Et ainsi Io tenait-il les mains de la plus belle des merveilles de tout un monde, quand il la faisait danser aux rythmes fous de la musique des elfes. Ces derniers étaient vraiment nombreux, et savaient faire la fête : ils se relayaient sans arrêt derrière leurs antiques instruments, si bien que jamais les mélodies entraînantes ne se fatiguaient, et ils allaient chanter des chœurs puissants quand ils ne travaillaient pas aux cuisines (ils étaient très gourmands pour leur petite taille) avant de revenir danser. Il y avait autant de mâles que de femelles, mais ils étaient peu à danser en couple, préférant les immenses farandoles où ils s’amusaient comme des fous, entraînant Imalbo qui ne regretta jamais de ne pas avoir de cavalière aussi grande que lui. Mais Io et Féhna dansaient ensemble, jusqu’à l’épuisement. Alors ils se reposaient au buffet quelques instants avant de repartir tournoyer tous les deux sur le parquet lisse de l’immense salle.
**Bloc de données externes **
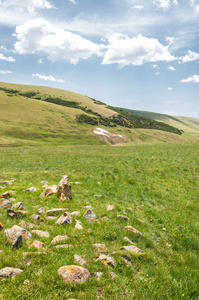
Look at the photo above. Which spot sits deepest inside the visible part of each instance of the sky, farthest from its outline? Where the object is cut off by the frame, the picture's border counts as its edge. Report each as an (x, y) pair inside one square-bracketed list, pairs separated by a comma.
[(136, 54)]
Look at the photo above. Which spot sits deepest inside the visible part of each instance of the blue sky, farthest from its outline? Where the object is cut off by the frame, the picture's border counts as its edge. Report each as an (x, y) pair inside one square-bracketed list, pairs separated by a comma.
[(138, 54)]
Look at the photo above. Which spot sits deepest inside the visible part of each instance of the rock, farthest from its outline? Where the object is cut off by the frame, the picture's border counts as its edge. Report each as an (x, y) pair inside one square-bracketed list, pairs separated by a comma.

Ni l’un ni l’autre ne savaient danser, d’ailleurs : la Société réservait généralement cela à des danseurs professionnels. Mais ils s’en moquaient éperdument, et puis ils trouvaient qu’ils ne se débrouillaient pas trop mal, tant ils prenaient plaisir à être ensemble, et à s’amuser. Io ne savait pas si Féhna ressentait quoi que ce soit pour lui, mais elle était heureuse ; et lui, qui aurait pu atteindre le septième ciel rien qu’en effleurant le bout de ses doigts, il pensait qu’il pourrait stopper le temps, et toujours sentir ce corps merveilleux bouger à ses côtés, toujours sentir l’odeur magique de la fleur de ses cheveux, toujours se laisser entraîner par elle sans avoir besoin de se demander où cela l’emmènerait, juste suivre ses mains et ses mouvements, et répondre de la même façon, et toujours avoir en face de lui l’éclatante blancheur de ses dents constamment découvertes par un rire qui ne pouvait prendre fin, alors qu’elle virevoltait comme elle ne l’avait fait dans aucun jeu d’enfants.

Souvent des elfes s’asseyaient autour d’eux pour observer l’étrange marathon auquel se livraient les deux humains : ils battaient des mains et chantaient pour qu’ils ne s’arrêtent jamais. L’écarlate volait au-dessus du sol ; les rythmes ne faisaient plus qu’accélérer à présent, les mains battaient la mesure de plus en plus vite. Les mélodies s’élevaient avec les danseurs, et même Imalbo vint assister au moment final où, dans un accord resplendissant, la musique cessa, et où Io et Féhna s’arrêtèrent enfin, cherchèrent un siège, chancelants, n’en trouvèrent pas, et s’affalèrent sur un tas d’épais coussins parmi lesquels ils sombrèrent sur-le-champ dans un sommeil si profond qu’il était difficile d’imaginer qu’ils pourraient en ressortir un jour. Nul n’osa plus faire de bruit.